Note: This method is suitable for exercises with clear negative situation and simple calculation.
XI。 Step-by-step exploration method: the problem of complex situation and difficult to find its law needs careful analysis and exploration.
Example: 10, from 1 to 100. If two different numbers are taken at a time to make their sum greater than 100, how many different numbers are taken?

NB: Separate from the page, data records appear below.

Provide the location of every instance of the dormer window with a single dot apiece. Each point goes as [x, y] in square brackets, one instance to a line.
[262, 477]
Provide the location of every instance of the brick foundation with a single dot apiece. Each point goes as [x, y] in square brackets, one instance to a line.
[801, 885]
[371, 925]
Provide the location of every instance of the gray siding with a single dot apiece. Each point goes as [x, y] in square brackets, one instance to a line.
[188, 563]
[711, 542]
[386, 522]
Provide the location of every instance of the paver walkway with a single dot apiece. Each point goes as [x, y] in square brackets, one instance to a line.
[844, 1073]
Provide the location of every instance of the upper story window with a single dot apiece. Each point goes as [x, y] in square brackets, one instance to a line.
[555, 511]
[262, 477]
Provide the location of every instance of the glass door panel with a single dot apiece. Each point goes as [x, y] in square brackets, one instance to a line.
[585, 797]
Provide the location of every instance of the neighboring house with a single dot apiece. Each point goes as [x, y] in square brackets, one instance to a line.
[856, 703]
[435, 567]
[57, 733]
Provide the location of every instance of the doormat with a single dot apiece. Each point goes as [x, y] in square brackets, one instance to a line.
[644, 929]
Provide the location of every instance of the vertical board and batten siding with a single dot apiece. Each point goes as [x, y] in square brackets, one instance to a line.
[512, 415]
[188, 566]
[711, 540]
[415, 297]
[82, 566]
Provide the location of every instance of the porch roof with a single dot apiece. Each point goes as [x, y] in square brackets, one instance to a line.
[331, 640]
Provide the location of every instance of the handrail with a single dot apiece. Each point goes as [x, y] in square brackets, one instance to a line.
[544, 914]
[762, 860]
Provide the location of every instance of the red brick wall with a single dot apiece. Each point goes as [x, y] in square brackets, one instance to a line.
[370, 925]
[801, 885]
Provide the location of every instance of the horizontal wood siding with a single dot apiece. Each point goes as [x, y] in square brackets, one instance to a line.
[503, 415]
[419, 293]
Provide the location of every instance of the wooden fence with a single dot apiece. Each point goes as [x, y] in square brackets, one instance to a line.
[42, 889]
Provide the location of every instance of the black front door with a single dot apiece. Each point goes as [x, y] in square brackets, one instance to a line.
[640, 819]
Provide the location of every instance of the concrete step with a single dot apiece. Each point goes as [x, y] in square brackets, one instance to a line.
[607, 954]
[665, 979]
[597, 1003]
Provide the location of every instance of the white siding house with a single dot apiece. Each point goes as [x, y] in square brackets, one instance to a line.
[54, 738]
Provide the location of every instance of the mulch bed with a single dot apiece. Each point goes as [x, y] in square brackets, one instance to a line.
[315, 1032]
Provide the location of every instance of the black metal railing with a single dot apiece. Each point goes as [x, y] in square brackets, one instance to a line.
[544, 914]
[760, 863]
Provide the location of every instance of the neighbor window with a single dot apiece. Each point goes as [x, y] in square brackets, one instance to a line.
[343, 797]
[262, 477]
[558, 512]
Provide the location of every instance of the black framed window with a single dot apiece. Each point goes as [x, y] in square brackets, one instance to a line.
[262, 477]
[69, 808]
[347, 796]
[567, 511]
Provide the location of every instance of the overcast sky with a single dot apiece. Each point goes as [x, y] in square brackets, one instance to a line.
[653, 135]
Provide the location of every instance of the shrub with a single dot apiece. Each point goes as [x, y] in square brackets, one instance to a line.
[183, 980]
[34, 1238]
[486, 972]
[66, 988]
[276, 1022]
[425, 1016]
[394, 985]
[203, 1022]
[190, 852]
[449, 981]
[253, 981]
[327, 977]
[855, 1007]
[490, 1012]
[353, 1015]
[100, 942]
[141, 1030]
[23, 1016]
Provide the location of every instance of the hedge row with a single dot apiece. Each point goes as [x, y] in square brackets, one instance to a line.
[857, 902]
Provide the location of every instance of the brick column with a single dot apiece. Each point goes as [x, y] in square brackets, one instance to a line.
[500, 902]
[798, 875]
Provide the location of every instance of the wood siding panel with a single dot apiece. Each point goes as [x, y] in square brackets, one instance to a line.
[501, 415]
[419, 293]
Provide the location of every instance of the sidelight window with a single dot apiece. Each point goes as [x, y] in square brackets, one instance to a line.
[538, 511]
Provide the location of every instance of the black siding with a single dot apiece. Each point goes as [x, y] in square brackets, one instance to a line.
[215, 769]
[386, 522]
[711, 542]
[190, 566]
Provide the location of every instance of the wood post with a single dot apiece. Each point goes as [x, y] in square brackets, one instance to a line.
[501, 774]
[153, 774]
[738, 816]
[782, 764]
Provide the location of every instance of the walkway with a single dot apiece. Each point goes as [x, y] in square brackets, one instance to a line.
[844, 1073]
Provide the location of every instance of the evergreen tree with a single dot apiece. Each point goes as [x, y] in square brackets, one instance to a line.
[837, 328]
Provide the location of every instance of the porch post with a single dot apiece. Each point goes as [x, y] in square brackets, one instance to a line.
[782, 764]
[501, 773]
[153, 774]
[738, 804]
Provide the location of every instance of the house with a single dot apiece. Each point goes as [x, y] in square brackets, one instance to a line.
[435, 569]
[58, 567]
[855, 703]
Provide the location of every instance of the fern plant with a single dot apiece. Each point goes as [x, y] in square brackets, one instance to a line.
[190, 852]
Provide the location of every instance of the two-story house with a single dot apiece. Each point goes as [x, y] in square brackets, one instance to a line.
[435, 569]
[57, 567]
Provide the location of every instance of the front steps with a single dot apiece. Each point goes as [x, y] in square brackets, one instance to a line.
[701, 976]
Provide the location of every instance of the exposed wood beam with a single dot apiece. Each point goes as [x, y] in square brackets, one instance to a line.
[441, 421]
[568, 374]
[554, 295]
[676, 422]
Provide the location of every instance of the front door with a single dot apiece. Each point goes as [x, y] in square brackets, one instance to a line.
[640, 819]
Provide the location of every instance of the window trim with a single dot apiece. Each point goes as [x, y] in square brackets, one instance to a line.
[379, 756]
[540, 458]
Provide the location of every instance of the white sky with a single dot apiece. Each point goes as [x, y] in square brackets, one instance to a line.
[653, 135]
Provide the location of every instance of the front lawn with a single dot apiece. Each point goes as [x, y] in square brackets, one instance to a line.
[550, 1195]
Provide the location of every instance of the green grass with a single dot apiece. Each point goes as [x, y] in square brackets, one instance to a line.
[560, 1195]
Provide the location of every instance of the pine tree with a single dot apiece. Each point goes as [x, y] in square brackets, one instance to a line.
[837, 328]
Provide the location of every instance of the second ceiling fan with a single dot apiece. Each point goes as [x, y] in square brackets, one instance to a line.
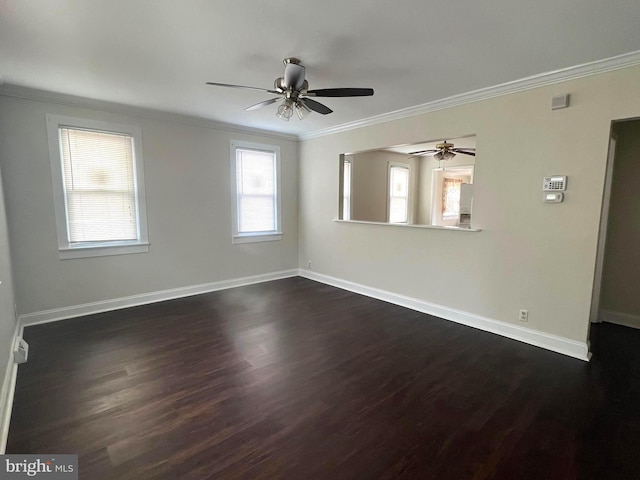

Solution: In the addition of two numbers, the smaller number is the addend,1+100 >; When 100 and 1 are addends, 1, 2 is addend, …, 49 is addend, 50 is addend, but 5 1 is addend, 48 is addend, …, 99.
Twelve. One-to-one correspondence:
For example: 1 1. How many games does it take to make a single-round knockout among 100 players (that is, to quit the competition after failing) to finally win the championship?
Solution: To produce a champion, all players except the champion must be eliminated, that is, 99 players must be eliminated and 1 player must be eliminated, so there are 99 games.
It should be pointed out that the above methods are commonly used to solve the general permutation and combination problems, but they are not absolute. Mathematics is a very flexible course, and there are sometimes many solutions to the same problem. At this time, we should think carefully and choose the best method flexibly. There are also "classification", "arrangement" and "equal probability method" of multivariate problems, so I won't go into details here.